[Main][Ops] Make triton rope support index_selecting from cos_sin_cache (#5450)

### What this PR does / why we need it? This PR extends original `rope_triton_forward` and `split_qkv_rmsnorm_rope` to support `cos_sin_cache` && `positions` as inputs. This fully aligns to vLLM RoPE api interface. Compared with earlier implementation for RoPE, the benefits are: 1. avoiding pre-computation of `cos` `sin` before model execution, which helps to remove redundant codes. 2. allowing eagle3 draft model to have different rope parameters with main model (see #6612 ). This help to recover accept rate && accuracy in that case. In addition, this kernel change only introduces very small performance degradation. Those `index_select` or `chunk` operations are now changed into simple memory access in triton kernel (For example, https://github.com/vllm-project/vllm-ascend/pull/5450/changes#diff-a4c2d3071530df193b98f9bf38553874bc4d47571336711f116c26d019cfbb6aR77-R81). **Highlights** - **RoPE Cache Unification**: Replaced separate _sin and _cos global tensors with a unified cos_sin_cache and explicit positions tensor for Rotary Positional Embeddings (RoPE), streamlining data handling. - **Triton Kernel Integration**: Updated Triton kernels (split_qkv_rmsnorm_rope_kernel, _triton_rope) to directly consume the cos_sin_cache and positions for more efficient and integrated RoPE calculations. - **Custom Operation Registration**: Registered `rope_forward_oot` as a new custom operation, allowing its use in fused compilation passes and providing a dedicated entry point for the new RoPE implementation. - **Refactored RoPE Forward Pass**: Modified the rope_forward_oot function to accept the new cos_sin_cache and positions arguments, enabling a more flexible and integrated RoPE application within the system. ### Does this PR introduce _any_ user-facing change? No. ### How was this patch tested? - vLLM version: v0.13.0 - vLLM main: 5326c89803 Additional test on Qwen3-235b accuracy: | Aime2024 | GSM8K | Livecodebench | | -------- | -------- | -------- | | 83.33 | 96.26 | 70.23 | --------- Signed-off-by: Angazenn <supperccell@163.com>
2026-02-11 21:20:53 +08:00
parent 6bc44bf49b
commit c0c2eb614e
13 changed files with 378 additions and 243 deletions
--- a/vllm_ascend/ops/register_custom_ops.py
+++ b/vllm_ascend/ops/register_custom_ops.py
@@ -14,7 +14,7 @@ from vllm.forward_context import get_forward_context
 from vllm.utils.torch_utils import direct_register_custom_op

 from vllm_ascend.ascend_forward_context import MoECommType
-from vllm_ascend.ops.triton.rope import rope_forward_triton
+from vllm_ascend.ops.rotary_embedding import rope_forward_oot
 from vllm_ascend.ops.weight_prefetch import maybe_npu_prefetch
 from vllm_ascend.utils import npu_stream_switch, prefetch_stream

@@ -188,15 +188,16 @@ def _quantize_impl_fake(
    return torch_npu.npu_quantize(in_tensor, input_scale_reciprocal, input_offset, torch.qint8, -1, False)

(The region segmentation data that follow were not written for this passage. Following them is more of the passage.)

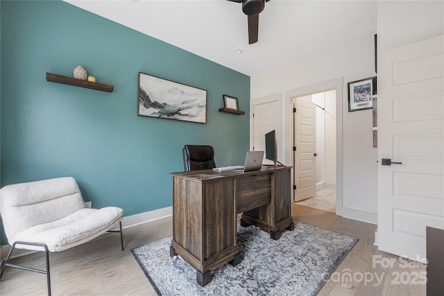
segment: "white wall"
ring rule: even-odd
[[[325,187],[336,188],[336,92],[325,93]]]
[[[343,191],[338,198],[336,214],[372,223],[377,222],[377,150],[373,148],[372,111],[348,112],[347,82],[375,76],[374,34],[369,32],[341,44],[314,53],[291,63],[251,77],[251,96],[267,94],[314,85],[343,77],[341,110],[336,119],[342,125]],[[326,90],[326,89],[325,89]],[[290,129],[290,104],[282,102],[282,126]],[[341,113],[341,112],[339,112]],[[283,134],[284,162],[289,163],[289,132]],[[337,185],[337,184],[336,184]]]

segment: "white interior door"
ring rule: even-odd
[[[311,98],[295,101],[295,200],[300,201],[316,194],[316,112]]]
[[[273,101],[253,105],[253,150],[265,151],[265,134],[276,130],[276,141],[280,146],[281,102]],[[265,154],[264,154],[265,157]],[[279,155],[277,155],[279,157]],[[273,164],[271,160],[264,159],[264,164]]]
[[[426,226],[444,229],[443,44],[441,35],[378,55],[379,248],[421,261]]]

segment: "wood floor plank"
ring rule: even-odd
[[[423,266],[404,268],[397,256],[380,252],[374,245],[376,225],[336,216],[331,211],[292,204],[296,220],[356,237],[356,245],[323,286],[322,295],[425,295],[425,284],[400,282],[393,284],[397,273],[407,279],[415,272],[425,272]],[[296,222],[297,223],[297,222]],[[146,243],[172,235],[172,218],[139,225],[123,229],[125,250],[120,249],[118,234],[107,234],[91,242],[50,254],[53,295],[155,295],[155,292],[134,259],[130,250]],[[392,260],[393,267],[375,263],[375,258]],[[35,253],[13,259],[12,263],[44,268],[44,254]],[[349,272],[351,281],[343,281]],[[359,277],[373,274],[366,282]],[[35,272],[6,268],[0,282],[0,295],[45,295],[46,276]],[[351,284],[351,285],[349,285]]]

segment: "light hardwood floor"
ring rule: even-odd
[[[407,281],[407,276],[411,282],[414,275],[425,272],[425,268],[414,266],[417,264],[412,261],[407,264],[398,256],[378,251],[373,245],[375,225],[295,204],[292,214],[296,220],[359,238],[318,295],[425,295],[425,284],[402,284]],[[53,295],[155,295],[130,250],[171,234],[172,219],[168,217],[124,229],[123,252],[120,249],[119,234],[107,234],[72,249],[51,253]],[[388,263],[390,260],[392,264]],[[44,268],[44,255],[35,253],[17,258],[12,263]],[[351,281],[345,280],[347,275],[351,275]],[[0,295],[46,295],[45,277],[7,268],[0,282]]]

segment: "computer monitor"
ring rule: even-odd
[[[276,132],[274,130],[265,134],[265,158],[276,165]]]

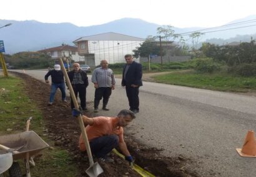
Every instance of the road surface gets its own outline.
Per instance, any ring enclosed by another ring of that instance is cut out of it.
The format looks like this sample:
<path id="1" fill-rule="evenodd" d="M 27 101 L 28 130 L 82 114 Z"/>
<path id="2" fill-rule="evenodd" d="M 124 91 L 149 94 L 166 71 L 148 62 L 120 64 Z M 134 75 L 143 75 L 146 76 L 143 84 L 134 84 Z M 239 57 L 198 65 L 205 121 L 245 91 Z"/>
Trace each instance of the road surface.
<path id="1" fill-rule="evenodd" d="M 25 72 L 44 81 L 47 71 Z M 125 89 L 116 80 L 111 111 L 100 110 L 99 116 L 129 108 Z M 94 94 L 90 79 L 87 101 L 93 101 Z M 140 112 L 126 130 L 137 140 L 162 148 L 163 155 L 191 159 L 185 168 L 202 176 L 256 176 L 256 158 L 242 158 L 235 150 L 248 130 L 255 130 L 255 96 L 144 82 L 139 97 Z"/>

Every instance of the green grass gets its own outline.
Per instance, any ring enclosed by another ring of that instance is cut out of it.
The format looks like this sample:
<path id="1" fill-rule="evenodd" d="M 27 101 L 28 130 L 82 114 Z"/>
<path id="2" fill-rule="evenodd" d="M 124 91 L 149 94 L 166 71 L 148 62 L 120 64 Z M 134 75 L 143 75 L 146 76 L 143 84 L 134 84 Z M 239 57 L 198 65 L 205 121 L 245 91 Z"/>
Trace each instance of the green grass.
<path id="1" fill-rule="evenodd" d="M 195 72 L 174 72 L 153 77 L 157 82 L 223 91 L 256 91 L 255 77 L 234 76 L 225 73 L 199 74 Z"/>
<path id="2" fill-rule="evenodd" d="M 29 117 L 30 130 L 39 135 L 43 134 L 44 127 L 42 112 L 36 104 L 24 93 L 22 81 L 12 76 L 0 76 L 0 136 L 25 131 L 26 122 Z M 12 129 L 7 131 L 8 129 Z M 48 144 L 54 142 L 46 137 L 41 137 Z M 36 166 L 31 168 L 32 176 L 76 176 L 77 166 L 72 163 L 68 152 L 58 148 L 46 149 L 43 155 L 36 161 Z M 19 161 L 23 173 L 23 161 Z"/>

-def _rope_forward_triton_fake(
-    q: torch.Tensor,
-    k: torch.Tensor,
-    cos: torch.Tensor,
-    sin: torch.Tensor,
-    rope_dim: int = -1,
+def _rope_forward_oot_impl_fake(
+    positions: torch.Tensor,
+    query: torch.Tensor,
+    key: torch.Tensor,
+    cos_sin_cache: torch.Tensor,
+    head_dim: int,
+    rotary_dim: int,
    is_neox_style: bool = True,
 ) -> tuple[torch.Tensor, torch.Tensor]:
-    return torch.empty_like(q), torch.empty_like(k)
+    return query, key


 direct_register_custom_op(
@@ -262,10 +263,11 @@ direct_register_custom_op(
    mutates_args=[],
    dispatch_key="PrivateUse1",
 )
+
 direct_register_custom_op(
-    op_name="rope_forward_triton",
-    op_func=rope_forward_triton,
-    fake_impl=_rope_forward_triton_fake,
+    op_name="npu_rotary_embedding",
+    op_func=rope_forward_oot,
+    fake_impl=_rope_forward_oot_impl_fake,
    mutates_args=[],
    dispatch_key="PrivateUse1",
 )